Posts Tagged Internet sales
As tweeted last week, the Court of Justice has clarified the scope of the consumer title of the Brussels-I Regulation in Case C-218/12 Emrek. In Spicheren, a town close to the German border, Mr Sabranovic sells second-hand motor vehicles. He had an internet site on which French telephone numbers and a German mobile telephone number were mentioned, together with the respective international codes. Mr Emrek, who resides in Saarbrücken (Germany) and who learned through acquaintances (not via the internet) of Mr Sabronovic’s business went there and purchased a second-hand motor vehicle.
Subsequently, Mr Emrek made claims against Mr Sabronovic under the warranty before the Amtsgericht (District Court) Saarbrücken. Mr Emrek took the view that, under Regulation No 44/2001, that court had jurisdiction to hear such an action. It was clear from the set-up of Mr Sabranovic’s website that his commercial activity was also directed to Germany. However, it was also clear that the contract that had been concluded was not the result of that direction: Mr Emrek had heard from the business by word of mouth, not the internet. Must there be a causal link between the means employed to direct the commercial activity to the Member State of the consumer’s domicile, namely the internet site, and the conclusion of the contract with the consumer?
The Court held that requiring such causal link would raise questions of burden of proof. Difficulties related to proof of the existence of a causal link would tend to dissuade consumers from bringing actions before the courts of their domicile and would therefore weaken the protection of consumers pursued by the regulation. However if and when that causal link is in fact established, it would constitute strong evidence which may be taken into consideration by the national court to determine whether the activity of the professional trader is ‘directed at’ the Member State of the consumer’s domicile.
The Court’s judgment could have certainly swayed differently. There are – among other textual – reasons for arguing pro requiring a causal link between the activities directed at the consumer’s place of domicile, and the eventual contract. The ECJ pushes out the consumer protection boat yet a little further.
I can’t quite think of a pun to end this posting. I’ll just end it. Geert.
Football Dataco: CJEU confirms ‘intended target of information’ criterion as jurisdictional trigger in an internet context
[postscript 5 February 2014: L’Oreal and e-bay settled their dispute (referred to below) out off court in January 2014. Settlement is undisclosed.]
Mere accessibility of data does not suffice to grant jurisdiction under the Database Directive.

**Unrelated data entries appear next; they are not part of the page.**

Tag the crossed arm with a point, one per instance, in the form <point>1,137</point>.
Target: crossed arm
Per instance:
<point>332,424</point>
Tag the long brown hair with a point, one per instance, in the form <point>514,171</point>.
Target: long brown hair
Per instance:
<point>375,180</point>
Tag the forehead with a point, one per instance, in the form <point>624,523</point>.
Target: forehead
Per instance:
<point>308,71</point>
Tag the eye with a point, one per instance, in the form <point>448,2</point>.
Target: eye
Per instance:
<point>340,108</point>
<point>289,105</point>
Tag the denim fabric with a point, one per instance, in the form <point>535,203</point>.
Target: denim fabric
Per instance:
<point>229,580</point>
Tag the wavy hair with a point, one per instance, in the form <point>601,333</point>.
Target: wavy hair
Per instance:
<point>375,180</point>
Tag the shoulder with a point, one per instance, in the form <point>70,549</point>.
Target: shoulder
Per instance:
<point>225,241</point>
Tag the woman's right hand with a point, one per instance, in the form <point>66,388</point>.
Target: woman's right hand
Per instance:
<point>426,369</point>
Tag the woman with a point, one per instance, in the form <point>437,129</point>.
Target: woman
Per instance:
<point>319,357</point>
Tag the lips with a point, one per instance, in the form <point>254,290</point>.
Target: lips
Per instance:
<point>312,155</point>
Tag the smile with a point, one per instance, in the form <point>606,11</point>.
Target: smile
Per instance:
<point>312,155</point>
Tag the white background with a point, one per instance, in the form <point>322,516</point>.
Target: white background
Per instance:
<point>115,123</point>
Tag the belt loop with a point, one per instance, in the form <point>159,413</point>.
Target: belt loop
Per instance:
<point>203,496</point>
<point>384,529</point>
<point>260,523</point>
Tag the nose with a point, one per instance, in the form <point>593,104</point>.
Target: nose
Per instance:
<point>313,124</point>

In Football Dataco, the CJEU has confirmed the ‘intended target of information’ criterion as a jurisdictional trigger in an internet context.
The Football Dataco judgment has its most immediate impact in the Intellectual property area, however the judgment has generally confirmed the ‘intended target’ criterion as a trigger for jurisdiction in an internet context.
In the trademark sector, the L’Oréal /Ebay litigation led to the CJEU instructing that where goods located in a third State, which bear a trade mark registered in an EU Member State or a Community trade mark and have not previously been put on the market in the EEA or, in the case of a Community trade mark, in the EU, (i) are sold by an economic operator on an online marketplace without the consent of the trade mark proprietor to a consumer located in the territory covered by the trade mark or (ii) are offered for sale or advertised on such a marketplace targeted at consumers located in that territory, the trade mark proprietor may prevent that sale, offer for sale or advertising by virtue of the rules set out in relevant EU legislation. It is the task of the national courts to assess on a case-by-case basis whether relevant factors exist, on the basis of which it may be concluded that an offer for sale or an advertisement displayed on an online marketplace accessible from the territory covered by the trade mark is ‘targeted at’ consumers in that territory: When the offer for sale is accompanied by details of the geographic areas to which the seller is willing to dispatch the product, that type of detail is of particular importance in the said assessment:
The CJEU itself noted in para 64 of its L’Oréal judgment the analogy with the Pammer and Alpenhof litigation [the main judgment for the application of the Jurisdiction Regulation in an internet context].
‘Intended target of information’ as a criterion of applicability was now also confirmed as the criterion for application of the Database Directive, Directive 96/9 in Case C-173/11 Football Dataco (judgment of 18 October 2012): ‘Article 7 of Directive 96/9/EC of the European Parliament and of the Council of 11 March 1996 on the legal protection of databases must be interpreted as meaning that the sending by one person, by means of a web server located in Member State A, of data previously uploaded by that person from a database protected by the sui generis right under that directive to the computer of another person located in Member State B, at that person’s request, for the purpose of storage in that computer’s memory and display on its screen, constitutes an act of ‘re-utilisation’ of the data by the person sending it. That act takes place, at least, in Member State B, where there is evidence from which it may be concluded that the act discloses an intention on the part of the person performing the act to target members of the public in Member State B, which is for the national court to assess.’
In other words, mere accessibility of data does not suffice to grant jurisdiction under the Database Directive.